Already reeling from the effects of a prolonged writers strike this past winter, the U.S. film and TV industry is facing a possibly worse disaster as the Screen Actors Guild prepares to go on strike after the current contract between actors and studios expires on June 30.

Production has already slowed to a near-standstill as the date approaches. Studios are rushing to finish principal photography on nearly all films by June 30, and new projects are on hold awaiting action on a new contract with the performers’ union.

Some in the industry think the failure to reach an agreement will be more damaging than the writers’ strike was, especially for the actors’s and actresses’ fellow workers, Reuters reports:

Anxiety can be felt throughout the post-production community, still hurting from the disruptions of the three-month writers’ strike that ended in mid-February.
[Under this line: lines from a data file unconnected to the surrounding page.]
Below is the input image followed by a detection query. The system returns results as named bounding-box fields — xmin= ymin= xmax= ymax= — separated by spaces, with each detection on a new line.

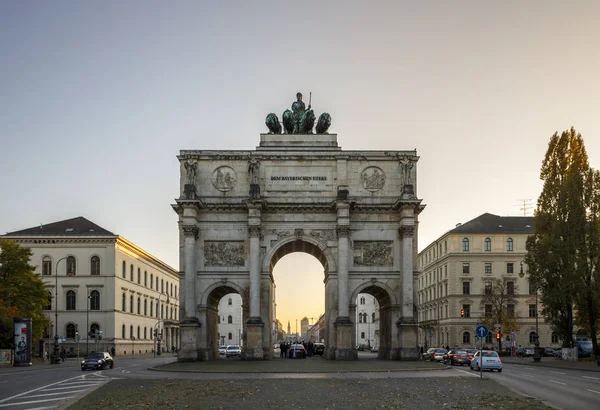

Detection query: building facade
xmin=2 ymin=217 xmax=180 ymax=357
xmin=417 ymin=213 xmax=557 ymax=351
xmin=217 ymin=293 xmax=243 ymax=346
xmin=355 ymin=293 xmax=380 ymax=349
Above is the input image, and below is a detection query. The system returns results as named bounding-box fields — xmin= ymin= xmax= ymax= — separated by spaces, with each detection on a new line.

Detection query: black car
xmin=81 ymin=352 xmax=114 ymax=371
xmin=313 ymin=343 xmax=325 ymax=356
xmin=444 ymin=350 xmax=470 ymax=366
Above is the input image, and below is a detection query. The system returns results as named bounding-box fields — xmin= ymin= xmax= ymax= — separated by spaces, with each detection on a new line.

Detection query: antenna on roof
xmin=514 ymin=199 xmax=533 ymax=216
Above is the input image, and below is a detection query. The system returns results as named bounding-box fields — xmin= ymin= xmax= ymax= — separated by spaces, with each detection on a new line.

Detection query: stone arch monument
xmin=172 ymin=94 xmax=424 ymax=361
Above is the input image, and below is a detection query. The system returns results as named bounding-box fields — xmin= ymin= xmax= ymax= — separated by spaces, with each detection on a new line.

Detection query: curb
xmin=146 ymin=365 xmax=451 ymax=374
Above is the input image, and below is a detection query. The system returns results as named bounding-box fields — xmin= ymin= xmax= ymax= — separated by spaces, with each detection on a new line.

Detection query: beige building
xmin=417 ymin=213 xmax=558 ymax=351
xmin=2 ymin=217 xmax=180 ymax=357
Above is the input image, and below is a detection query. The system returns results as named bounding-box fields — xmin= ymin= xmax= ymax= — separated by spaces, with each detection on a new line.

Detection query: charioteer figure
xmin=265 ymin=92 xmax=331 ymax=134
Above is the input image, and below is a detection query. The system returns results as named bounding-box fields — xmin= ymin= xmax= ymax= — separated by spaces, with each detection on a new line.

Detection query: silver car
xmin=225 ymin=345 xmax=241 ymax=357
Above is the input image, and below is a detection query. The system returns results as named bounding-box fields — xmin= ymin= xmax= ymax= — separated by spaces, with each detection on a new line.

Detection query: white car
xmin=470 ymin=350 xmax=503 ymax=372
xmin=218 ymin=345 xmax=228 ymax=355
xmin=225 ymin=345 xmax=241 ymax=357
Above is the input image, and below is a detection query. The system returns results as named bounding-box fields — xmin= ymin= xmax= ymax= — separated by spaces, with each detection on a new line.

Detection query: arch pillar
xmin=245 ymin=203 xmax=265 ymax=359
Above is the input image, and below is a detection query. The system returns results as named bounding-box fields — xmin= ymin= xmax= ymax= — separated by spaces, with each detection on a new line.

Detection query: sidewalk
xmin=502 ymin=355 xmax=600 ymax=372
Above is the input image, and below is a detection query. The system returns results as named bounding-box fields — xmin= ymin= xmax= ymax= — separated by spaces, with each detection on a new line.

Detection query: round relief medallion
xmin=360 ymin=166 xmax=386 ymax=192
xmin=211 ymin=166 xmax=237 ymax=192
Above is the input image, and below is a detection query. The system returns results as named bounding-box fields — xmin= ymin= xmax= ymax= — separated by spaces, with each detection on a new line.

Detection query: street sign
xmin=475 ymin=325 xmax=489 ymax=338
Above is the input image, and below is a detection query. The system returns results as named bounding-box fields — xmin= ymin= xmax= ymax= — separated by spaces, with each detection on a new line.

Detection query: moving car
xmin=444 ymin=350 xmax=470 ymax=366
xmin=225 ymin=345 xmax=241 ymax=358
xmin=218 ymin=345 xmax=228 ymax=355
xmin=81 ymin=352 xmax=114 ymax=371
xmin=429 ymin=348 xmax=447 ymax=362
xmin=288 ymin=344 xmax=307 ymax=359
xmin=313 ymin=343 xmax=325 ymax=356
xmin=470 ymin=350 xmax=502 ymax=372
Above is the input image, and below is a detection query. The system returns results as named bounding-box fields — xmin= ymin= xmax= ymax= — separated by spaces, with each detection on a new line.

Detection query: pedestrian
xmin=172 ymin=345 xmax=176 ymax=354
xmin=59 ymin=347 xmax=66 ymax=363
xmin=111 ymin=346 xmax=116 ymax=357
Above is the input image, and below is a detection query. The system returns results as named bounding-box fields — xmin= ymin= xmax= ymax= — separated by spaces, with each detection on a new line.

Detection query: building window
xmin=529 ymin=281 xmax=536 ymax=295
xmin=144 ymin=271 xmax=147 ymax=287
xmin=66 ymin=290 xmax=76 ymax=310
xmin=462 ymin=282 xmax=470 ymax=295
xmin=137 ymin=297 xmax=141 ymax=314
xmin=130 ymin=325 xmax=134 ymax=339
xmin=507 ymin=281 xmax=514 ymax=295
xmin=90 ymin=256 xmax=100 ymax=275
xmin=484 ymin=238 xmax=491 ymax=252
xmin=529 ymin=331 xmax=537 ymax=344
xmin=150 ymin=274 xmax=153 ymax=289
xmin=161 ymin=279 xmax=164 ymax=294
xmin=144 ymin=300 xmax=147 ymax=316
xmin=529 ymin=304 xmax=537 ymax=318
xmin=485 ymin=281 xmax=492 ymax=295
xmin=175 ymin=286 xmax=178 ymax=298
xmin=122 ymin=261 xmax=126 ymax=278
xmin=122 ymin=293 xmax=126 ymax=311
xmin=218 ymin=316 xmax=221 ymax=324
xmin=150 ymin=301 xmax=154 ymax=317
xmin=485 ymin=263 xmax=492 ymax=274
xmin=137 ymin=268 xmax=141 ymax=284
xmin=507 ymin=238 xmax=514 ymax=252
xmin=45 ymin=291 xmax=52 ymax=310
xmin=171 ymin=283 xmax=174 ymax=296
xmin=372 ymin=312 xmax=376 ymax=322
xmin=462 ymin=263 xmax=470 ymax=274
xmin=228 ymin=298 xmax=232 ymax=305
xmin=360 ymin=297 xmax=365 ymax=305
xmin=66 ymin=323 xmax=76 ymax=339
xmin=144 ymin=327 xmax=147 ymax=340
xmin=361 ymin=332 xmax=365 ymax=339
xmin=130 ymin=264 xmax=134 ymax=281
xmin=171 ymin=307 xmax=173 ymax=319
xmin=485 ymin=304 xmax=492 ymax=317
xmin=552 ymin=333 xmax=559 ymax=344
xmin=228 ymin=332 xmax=232 ymax=340
xmin=461 ymin=238 xmax=469 ymax=252
xmin=137 ymin=326 xmax=140 ymax=340
xmin=462 ymin=304 xmax=471 ymax=318
xmin=122 ymin=324 xmax=126 ymax=339
xmin=66 ymin=256 xmax=76 ymax=275
xmin=444 ymin=283 xmax=448 ymax=296
xmin=228 ymin=315 xmax=233 ymax=324
xmin=506 ymin=263 xmax=514 ymax=274
xmin=90 ymin=290 xmax=100 ymax=310
xmin=463 ymin=332 xmax=471 ymax=344
xmin=130 ymin=295 xmax=134 ymax=313
xmin=160 ymin=305 xmax=164 ymax=319
xmin=507 ymin=304 xmax=515 ymax=317
xmin=42 ymin=256 xmax=52 ymax=275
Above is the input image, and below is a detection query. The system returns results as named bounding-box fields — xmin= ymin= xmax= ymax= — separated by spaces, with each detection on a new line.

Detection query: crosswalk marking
xmin=27 ymin=390 xmax=87 ymax=398
xmin=0 ymin=397 xmax=70 ymax=407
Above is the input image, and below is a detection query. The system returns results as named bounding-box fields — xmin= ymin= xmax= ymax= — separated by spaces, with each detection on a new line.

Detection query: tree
xmin=479 ymin=278 xmax=520 ymax=350
xmin=0 ymin=239 xmax=50 ymax=348
xmin=525 ymin=127 xmax=600 ymax=353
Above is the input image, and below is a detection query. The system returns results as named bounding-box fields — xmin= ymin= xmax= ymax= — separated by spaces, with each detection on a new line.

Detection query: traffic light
xmin=496 ymin=332 xmax=501 ymax=340
xmin=460 ymin=309 xmax=465 ymax=318
xmin=153 ymin=328 xmax=158 ymax=338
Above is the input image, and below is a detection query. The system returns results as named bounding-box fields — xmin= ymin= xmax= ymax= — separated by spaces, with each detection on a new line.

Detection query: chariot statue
xmin=265 ymin=92 xmax=331 ymax=134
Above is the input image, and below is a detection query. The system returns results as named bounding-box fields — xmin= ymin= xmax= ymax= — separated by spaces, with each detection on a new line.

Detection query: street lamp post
xmin=520 ymin=261 xmax=541 ymax=361
xmin=86 ymin=294 xmax=91 ymax=355
xmin=53 ymin=257 xmax=68 ymax=364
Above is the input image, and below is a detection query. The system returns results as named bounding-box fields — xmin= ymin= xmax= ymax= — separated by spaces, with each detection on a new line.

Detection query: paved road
xmin=451 ymin=362 xmax=600 ymax=410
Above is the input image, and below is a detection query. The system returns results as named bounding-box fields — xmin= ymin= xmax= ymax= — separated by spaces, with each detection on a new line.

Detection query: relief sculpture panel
xmin=204 ymin=241 xmax=245 ymax=267
xmin=353 ymin=241 xmax=393 ymax=267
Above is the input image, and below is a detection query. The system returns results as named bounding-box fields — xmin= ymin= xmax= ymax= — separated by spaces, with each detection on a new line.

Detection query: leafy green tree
xmin=0 ymin=239 xmax=50 ymax=347
xmin=525 ymin=127 xmax=600 ymax=353
xmin=479 ymin=278 xmax=520 ymax=350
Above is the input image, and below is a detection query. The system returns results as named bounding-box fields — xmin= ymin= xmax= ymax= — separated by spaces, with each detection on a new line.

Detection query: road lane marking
xmin=549 ymin=380 xmax=567 ymax=386
xmin=40 ymin=385 xmax=97 ymax=391
xmin=0 ymin=397 xmax=69 ymax=407
xmin=549 ymin=371 xmax=565 ymax=375
xmin=455 ymin=369 xmax=479 ymax=377
xmin=583 ymin=376 xmax=600 ymax=381
xmin=587 ymin=389 xmax=600 ymax=395
xmin=520 ymin=373 xmax=535 ymax=378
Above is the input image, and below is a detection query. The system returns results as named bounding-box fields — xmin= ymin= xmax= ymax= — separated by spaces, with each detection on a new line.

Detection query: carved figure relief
xmin=353 ymin=241 xmax=393 ymax=267
xmin=204 ymin=241 xmax=245 ymax=267
xmin=211 ymin=166 xmax=237 ymax=192
xmin=360 ymin=167 xmax=386 ymax=192
xmin=184 ymin=161 xmax=197 ymax=186
xmin=309 ymin=229 xmax=335 ymax=242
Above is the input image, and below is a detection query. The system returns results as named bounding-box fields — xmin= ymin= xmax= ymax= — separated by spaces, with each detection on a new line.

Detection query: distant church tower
xmin=287 ymin=321 xmax=290 ymax=335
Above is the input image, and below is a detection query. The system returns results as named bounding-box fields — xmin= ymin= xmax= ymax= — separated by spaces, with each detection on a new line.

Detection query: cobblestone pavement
xmin=65 ymin=377 xmax=550 ymax=409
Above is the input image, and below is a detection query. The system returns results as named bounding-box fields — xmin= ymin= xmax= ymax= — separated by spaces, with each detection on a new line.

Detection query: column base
xmin=397 ymin=317 xmax=419 ymax=361
xmin=243 ymin=322 xmax=264 ymax=360
xmin=335 ymin=317 xmax=357 ymax=360
xmin=178 ymin=322 xmax=202 ymax=362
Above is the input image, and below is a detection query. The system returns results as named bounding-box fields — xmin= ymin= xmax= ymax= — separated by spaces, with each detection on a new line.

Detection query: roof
xmin=3 ymin=217 xmax=115 ymax=236
xmin=449 ymin=213 xmax=535 ymax=235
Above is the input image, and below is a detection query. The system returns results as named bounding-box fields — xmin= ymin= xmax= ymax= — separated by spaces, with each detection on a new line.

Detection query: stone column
xmin=336 ymin=224 xmax=351 ymax=319
xmin=245 ymin=224 xmax=264 ymax=359
xmin=397 ymin=223 xmax=419 ymax=360
xmin=182 ymin=225 xmax=199 ymax=321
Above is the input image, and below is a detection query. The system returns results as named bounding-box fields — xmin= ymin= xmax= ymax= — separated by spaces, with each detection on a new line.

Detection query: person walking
xmin=110 ymin=346 xmax=116 ymax=357
xmin=59 ymin=347 xmax=66 ymax=363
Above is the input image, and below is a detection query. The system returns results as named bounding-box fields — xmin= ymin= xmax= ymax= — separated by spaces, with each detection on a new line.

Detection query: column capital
xmin=398 ymin=225 xmax=415 ymax=238
xmin=336 ymin=225 xmax=351 ymax=238
xmin=182 ymin=225 xmax=199 ymax=238
xmin=248 ymin=225 xmax=262 ymax=238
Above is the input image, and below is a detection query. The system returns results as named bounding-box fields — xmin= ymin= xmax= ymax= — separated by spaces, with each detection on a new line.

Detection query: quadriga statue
xmin=264 ymin=92 xmax=332 ymax=134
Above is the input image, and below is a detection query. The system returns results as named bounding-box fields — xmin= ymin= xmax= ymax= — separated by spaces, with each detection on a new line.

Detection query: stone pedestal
xmin=243 ymin=322 xmax=264 ymax=360
xmin=178 ymin=322 xmax=202 ymax=362
xmin=397 ymin=318 xmax=419 ymax=360
xmin=334 ymin=318 xmax=357 ymax=360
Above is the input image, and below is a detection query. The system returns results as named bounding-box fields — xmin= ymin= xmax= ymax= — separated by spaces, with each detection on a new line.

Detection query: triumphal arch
xmin=172 ymin=93 xmax=424 ymax=361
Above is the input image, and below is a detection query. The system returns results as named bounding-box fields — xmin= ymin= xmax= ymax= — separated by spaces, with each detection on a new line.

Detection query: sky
xmin=1 ymin=1 xmax=599 ymax=330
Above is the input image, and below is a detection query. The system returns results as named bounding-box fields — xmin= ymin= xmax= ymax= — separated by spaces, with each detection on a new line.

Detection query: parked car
xmin=422 ymin=348 xmax=436 ymax=361
xmin=357 ymin=344 xmax=366 ymax=351
xmin=576 ymin=340 xmax=593 ymax=357
xmin=470 ymin=350 xmax=502 ymax=372
xmin=81 ymin=352 xmax=114 ymax=371
xmin=225 ymin=345 xmax=241 ymax=358
xmin=516 ymin=347 xmax=534 ymax=357
xmin=371 ymin=346 xmax=379 ymax=353
xmin=218 ymin=345 xmax=228 ymax=355
xmin=444 ymin=350 xmax=470 ymax=366
xmin=553 ymin=348 xmax=562 ymax=358
xmin=313 ymin=343 xmax=325 ymax=356
xmin=543 ymin=347 xmax=555 ymax=357
xmin=288 ymin=344 xmax=307 ymax=359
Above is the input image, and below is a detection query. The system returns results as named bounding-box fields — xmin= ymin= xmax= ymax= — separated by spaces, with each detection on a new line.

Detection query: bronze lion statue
xmin=316 ymin=112 xmax=331 ymax=134
xmin=265 ymin=113 xmax=282 ymax=134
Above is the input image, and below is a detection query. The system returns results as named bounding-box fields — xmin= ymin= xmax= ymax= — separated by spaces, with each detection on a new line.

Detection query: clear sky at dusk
xmin=1 ymin=1 xmax=599 ymax=330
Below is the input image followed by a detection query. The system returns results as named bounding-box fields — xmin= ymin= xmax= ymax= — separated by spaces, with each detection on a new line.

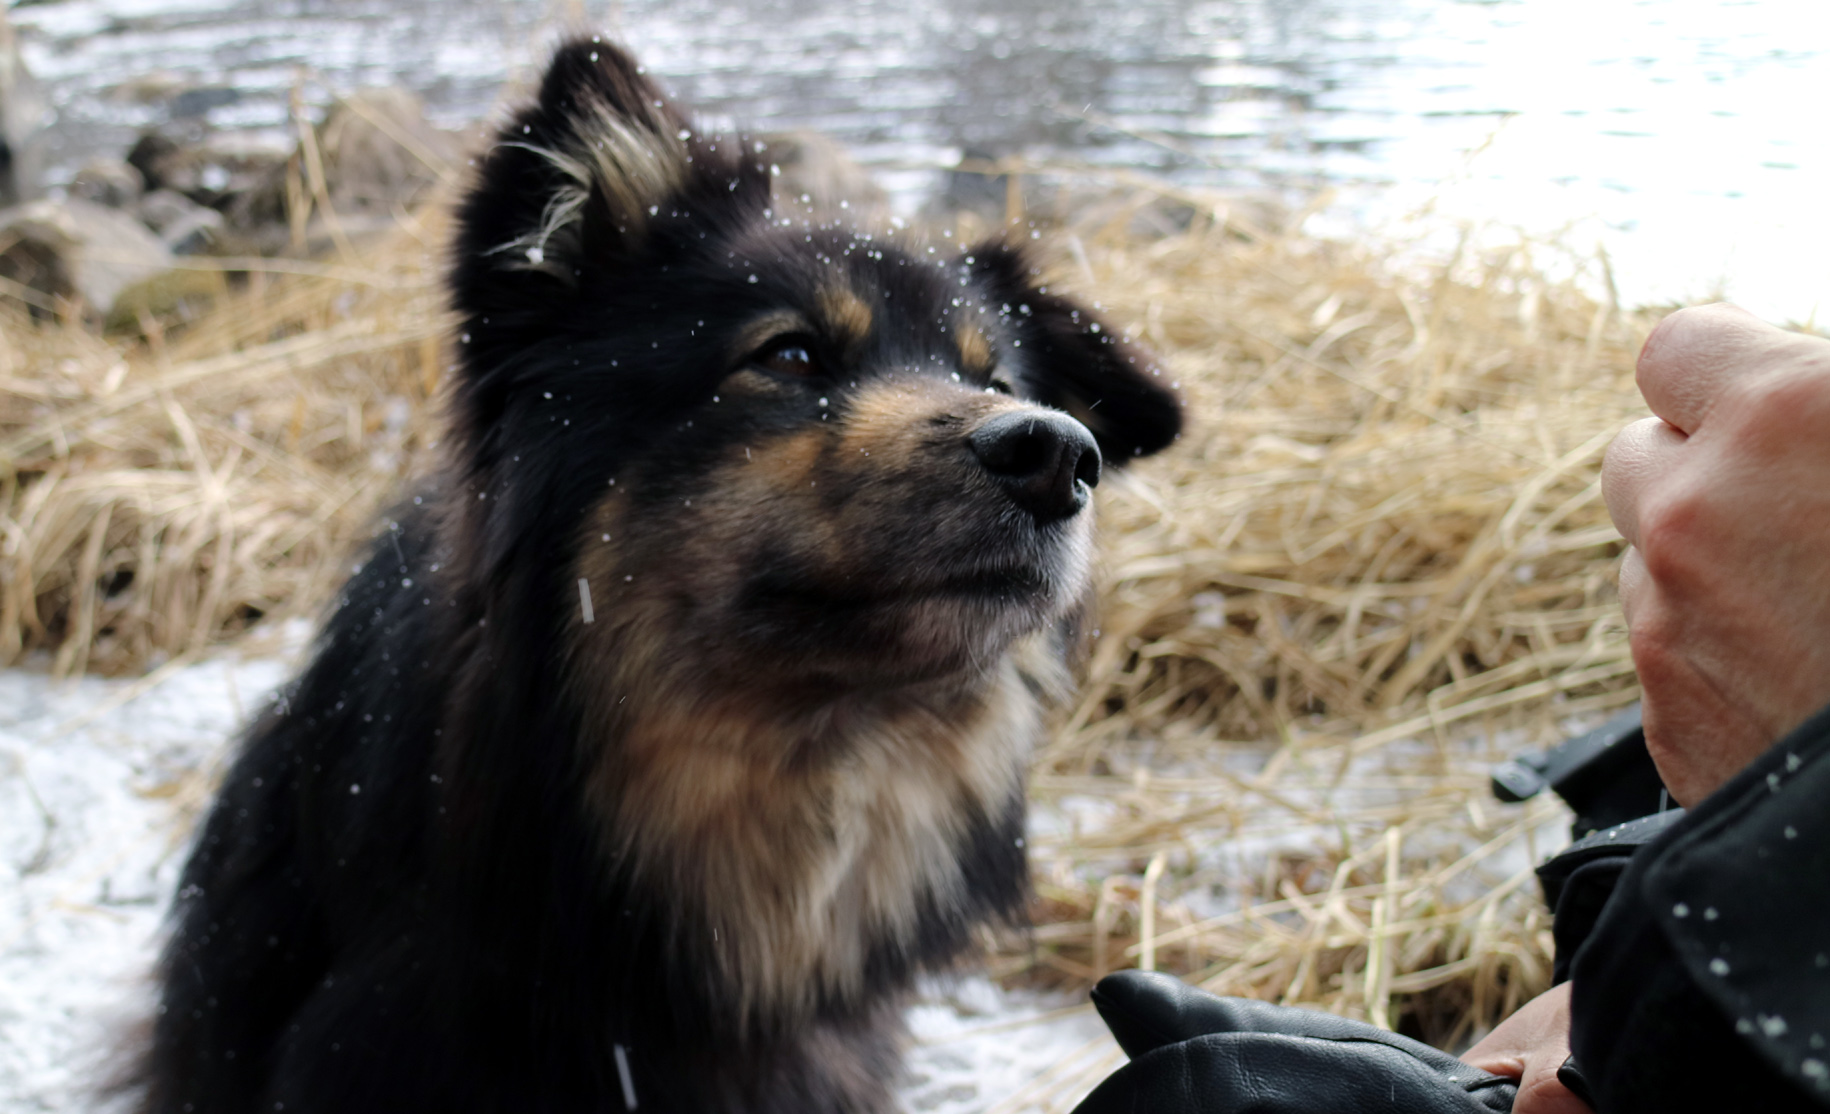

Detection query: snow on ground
xmin=0 ymin=640 xmax=1115 ymax=1113
xmin=0 ymin=640 xmax=296 ymax=1113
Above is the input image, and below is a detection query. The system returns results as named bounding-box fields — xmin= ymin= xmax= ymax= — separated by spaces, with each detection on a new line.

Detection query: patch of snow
xmin=0 ymin=640 xmax=299 ymax=1113
xmin=902 ymin=978 xmax=1117 ymax=1113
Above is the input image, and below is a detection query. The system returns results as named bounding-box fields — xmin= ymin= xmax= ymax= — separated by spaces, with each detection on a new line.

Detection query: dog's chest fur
xmin=581 ymin=637 xmax=1063 ymax=1025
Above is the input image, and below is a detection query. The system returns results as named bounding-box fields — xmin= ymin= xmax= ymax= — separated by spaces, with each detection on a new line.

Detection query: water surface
xmin=16 ymin=0 xmax=1829 ymax=319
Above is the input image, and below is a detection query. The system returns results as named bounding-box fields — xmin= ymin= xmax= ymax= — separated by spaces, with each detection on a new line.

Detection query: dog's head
xmin=449 ymin=39 xmax=1181 ymax=692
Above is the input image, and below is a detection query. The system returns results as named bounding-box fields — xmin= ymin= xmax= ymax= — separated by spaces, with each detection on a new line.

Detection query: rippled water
xmin=15 ymin=0 xmax=1830 ymax=319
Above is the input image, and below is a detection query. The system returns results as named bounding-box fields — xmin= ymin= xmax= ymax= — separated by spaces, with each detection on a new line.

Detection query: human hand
xmin=1460 ymin=983 xmax=1593 ymax=1114
xmin=1601 ymin=304 xmax=1830 ymax=805
xmin=1071 ymin=970 xmax=1516 ymax=1113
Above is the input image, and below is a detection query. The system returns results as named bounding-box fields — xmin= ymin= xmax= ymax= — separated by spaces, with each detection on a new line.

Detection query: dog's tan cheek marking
xmin=567 ymin=480 xmax=696 ymax=859
xmin=568 ymin=482 xmax=705 ymax=733
xmin=690 ymin=426 xmax=837 ymax=563
xmin=740 ymin=426 xmax=827 ymax=492
xmin=721 ymin=368 xmax=801 ymax=401
xmin=572 ymin=487 xmax=633 ymax=624
xmin=570 ymin=432 xmax=845 ymax=667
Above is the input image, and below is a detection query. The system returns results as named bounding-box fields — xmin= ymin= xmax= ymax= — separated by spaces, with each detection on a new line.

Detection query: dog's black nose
xmin=969 ymin=410 xmax=1101 ymax=524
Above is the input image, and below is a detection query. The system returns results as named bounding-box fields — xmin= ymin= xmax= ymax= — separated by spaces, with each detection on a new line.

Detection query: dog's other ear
xmin=971 ymin=241 xmax=1182 ymax=463
xmin=451 ymin=38 xmax=767 ymax=317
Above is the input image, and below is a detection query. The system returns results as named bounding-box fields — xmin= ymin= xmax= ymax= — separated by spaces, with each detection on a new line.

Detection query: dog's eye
xmin=752 ymin=336 xmax=821 ymax=379
xmin=987 ymin=375 xmax=1015 ymax=396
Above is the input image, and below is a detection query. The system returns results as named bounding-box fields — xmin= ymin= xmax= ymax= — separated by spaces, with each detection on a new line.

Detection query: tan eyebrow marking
xmin=729 ymin=310 xmax=814 ymax=363
xmin=818 ymin=287 xmax=874 ymax=353
xmin=956 ymin=325 xmax=995 ymax=377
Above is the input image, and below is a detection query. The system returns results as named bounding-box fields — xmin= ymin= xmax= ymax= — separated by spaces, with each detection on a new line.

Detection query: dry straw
xmin=0 ymin=211 xmax=450 ymax=676
xmin=2 ymin=172 xmax=1660 ymax=1100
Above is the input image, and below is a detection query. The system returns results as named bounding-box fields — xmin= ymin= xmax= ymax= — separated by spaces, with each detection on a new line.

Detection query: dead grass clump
xmin=0 ymin=215 xmax=450 ymax=675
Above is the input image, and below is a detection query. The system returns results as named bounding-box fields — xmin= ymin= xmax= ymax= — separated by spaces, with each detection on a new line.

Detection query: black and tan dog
xmin=133 ymin=39 xmax=1180 ymax=1114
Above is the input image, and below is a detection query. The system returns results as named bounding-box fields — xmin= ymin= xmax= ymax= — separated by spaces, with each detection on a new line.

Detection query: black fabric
xmin=1491 ymin=704 xmax=1671 ymax=839
xmin=1071 ymin=971 xmax=1516 ymax=1114
xmin=1550 ymin=857 xmax=1631 ymax=987
xmin=1569 ymin=701 xmax=1830 ymax=1112
xmin=1556 ymin=1054 xmax=1597 ymax=1106
xmin=1535 ymin=810 xmax=1685 ymax=984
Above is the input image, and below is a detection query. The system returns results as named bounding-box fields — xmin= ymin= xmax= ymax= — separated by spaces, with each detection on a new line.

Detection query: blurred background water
xmin=14 ymin=0 xmax=1830 ymax=321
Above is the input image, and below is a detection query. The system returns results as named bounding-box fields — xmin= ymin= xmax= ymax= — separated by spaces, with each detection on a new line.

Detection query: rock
xmin=112 ymin=89 xmax=458 ymax=258
xmin=126 ymin=130 xmax=206 ymax=196
xmin=135 ymin=188 xmax=224 ymax=255
xmin=216 ymin=161 xmax=292 ymax=255
xmin=926 ymin=147 xmax=1018 ymax=225
xmin=109 ymin=71 xmax=188 ymax=107
xmin=68 ymin=159 xmax=145 ymax=209
xmin=123 ymin=127 xmax=291 ymax=253
xmin=756 ymin=131 xmax=888 ymax=221
xmin=318 ymin=89 xmax=453 ymax=214
xmin=125 ymin=128 xmax=286 ymax=209
xmin=0 ymin=9 xmax=45 ymax=207
xmin=0 ymin=199 xmax=173 ymax=319
xmin=106 ymin=267 xmax=227 ymax=332
xmin=170 ymin=86 xmax=241 ymax=121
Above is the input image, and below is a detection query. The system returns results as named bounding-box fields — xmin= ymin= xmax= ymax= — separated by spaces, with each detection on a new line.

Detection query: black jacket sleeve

"We believe this will be worse than the WGA strike," said Stephen Buchsbaum, CEO of the Post Group. "During the WGA strike, we were doing projects that didn’t involve the WGA — some independent films, game shows and reality shows. Those all have SAG hosts, and unless there is a side deal struck, we believe this impact will be catastrophic.

"The post industry still has not recovered from the writers’ strike," he continued. "The industry has not come back, partly because TV season as we know it is still in limbo."

Unease also is growing in the visual effects community.

"I’m hearing about and seeing people being laid off or told, ‘Hurry up and wait,"’ Visual Effects Society executive director Eric Roth said. "It seems like there is already a strike."

This situation is further aggravated by the lurching global economy, weak dollar and increasing amount of visual effects work heading to less expensive destinations.

"It’s a recipe for the perfect storm at the worst possible time," Roth said.

As with the writers strike, once again some of Hollywood’s most powerful and prosperous players are pressing for a bigger share of the pie, and their coworkers will have to suffer while the process plays out.